Erneut waren die Zweifel an der Aufrichtigkeit von Realos und Aufbruch entscheidend. Das „raus aus den veralteten Strömungsschützengräben“ (Knapp) glaubte keiner. Zwar fiel wiederum der Entwurf der Parteilinken glatt durch. Doch in der Stichwahl setzte sich der Alternativvorschlag aus der Braunschweiger Provinz mit der herkömmlichen programmatischen Gemengelage durch: In ihm wird ein „radikales Umdenken“ der Produktions- und Lebensweise, „Demokratisierung und Pazifierung aller zwischenmenschlichen Lebensbereiche, Feminisierung der Gesellschaft“ und „multikulturelle Toleranz“ gefordert. Erbittert rannten die Realos gegen die Formulierung an, man lasse sich das „staatliche Gewaltmonopol nicht aufzwingen“, obwohl unmittelbar anschließend eine Absage an die Gewalt der „fliegenden Steine“ folgt. Weiter heißt es, Gewalt sei aber auch „Tiefflug, Wohnungsnot, Arbeitslosigkeit, Armut“. „Staatlicher und sozialer Gewalt setzen wir den moralischen Imperativ entgegen: daß nur eine friedliche, gewaltfreie Gesellschaft eine menschenwürdige Gesellschaft ist“. Enthalten ist auch eine Betonung „neuer kultureller Lebensformen“ - von der „Öko-Kommune bis zur Hamburger Hafenstraße“.
„Auf zum Ende“
Ernstgenommen hatte den Antrag vorher keiner; mancher Realo griff erst nach der Abstimmungsniederlage zum ersten Mal dazu.

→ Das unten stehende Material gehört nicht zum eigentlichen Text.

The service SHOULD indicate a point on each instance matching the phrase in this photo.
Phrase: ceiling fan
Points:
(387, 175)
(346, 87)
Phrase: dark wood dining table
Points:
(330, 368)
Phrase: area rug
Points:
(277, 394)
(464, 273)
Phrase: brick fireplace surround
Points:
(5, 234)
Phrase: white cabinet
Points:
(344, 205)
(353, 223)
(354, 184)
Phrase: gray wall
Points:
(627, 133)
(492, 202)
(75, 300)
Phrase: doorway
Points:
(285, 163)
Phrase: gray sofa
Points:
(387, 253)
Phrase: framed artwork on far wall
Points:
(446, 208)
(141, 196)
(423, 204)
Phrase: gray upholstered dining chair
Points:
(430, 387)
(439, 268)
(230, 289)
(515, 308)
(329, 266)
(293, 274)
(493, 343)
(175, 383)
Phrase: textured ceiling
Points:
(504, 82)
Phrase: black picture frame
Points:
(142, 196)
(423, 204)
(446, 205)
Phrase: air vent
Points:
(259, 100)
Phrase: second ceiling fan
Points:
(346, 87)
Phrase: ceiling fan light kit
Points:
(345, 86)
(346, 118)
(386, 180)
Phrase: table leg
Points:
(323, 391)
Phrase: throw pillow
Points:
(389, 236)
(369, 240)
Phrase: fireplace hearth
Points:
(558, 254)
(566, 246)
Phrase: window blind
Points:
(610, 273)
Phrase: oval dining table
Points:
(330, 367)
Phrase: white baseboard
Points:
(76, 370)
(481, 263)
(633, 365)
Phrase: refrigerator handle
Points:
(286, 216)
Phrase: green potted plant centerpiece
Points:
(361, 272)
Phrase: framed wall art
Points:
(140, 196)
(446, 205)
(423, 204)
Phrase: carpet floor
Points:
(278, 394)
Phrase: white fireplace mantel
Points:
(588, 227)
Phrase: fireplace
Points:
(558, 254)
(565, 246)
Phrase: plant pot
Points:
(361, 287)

Doch er entsprach der grünen Seele, und die Mehrheit dafür war mehr als nur der Wunsch nach ausgleichender Gerechtigkeit, daß die Niederlage der Linken den Realos nicht zum Triumph gereichen sollte. „Dürftig“ sei der Antrag der Linken. Doch die Realos machten sich der „programmatischen Vereinseitigung schuldig“, hatte es in der Begründung des Braunschweiger Antrags geheißen. Es war auch die Sprache, die die Delegierten überzeugte. „Wir Grüne haben nicht das Zauberpulver, das um die Ecke schießt“, wird darin mit sympathischer Ehrlichkeit eingeräumt: „Wir sind nicht die besseren Menschen und haben nicht auf alle Fragen eine Antwort parat.“
Nach der erneuten Niederlage herrschte bei Realos und Aufbruch Verbitterung. Kurzzeitig zog man aus, am Samstag abend traf man sich, um das weitere Verhalten zu bereden. „Auf zum Ende“, wertete ein resignierter Udo Knapp die Niederlage, und Fischer sekundierte: „Das ist die Entscheidung für den Stillstand.“ Als „Wagenburg einer vergangenen Zeit, die in der Wüste der Geschichte“ zurückbleibt, charakterisierte der gefrustete Hesse Dietrich Wetzel das Ergebnis. „Leben“ könne man damit, rief Fischer später den Delegierten zu und bezweifelte zugleich, ob man damit „überleben“ kann. Entscheidend werde der Parteitag im Juni sein: Dort steht die Neuwahl des Bundesvorstands auf dem Programm. Verliere man auch dort, dann werden viele Realos die Partei verlassen, mutmaßte einer. Prominente Aufbruch-Vertreter aber überlegten im Stillen, ob nicht das Bündnis von Realos und Aufbruch ein Fehler war; das Mißtrauen gegen die neue machtpolitische Konstellation sei vielleicht doch zu groß. Die Präambel, so war sich einer sicher, hätte man allein wohl durchbekommen.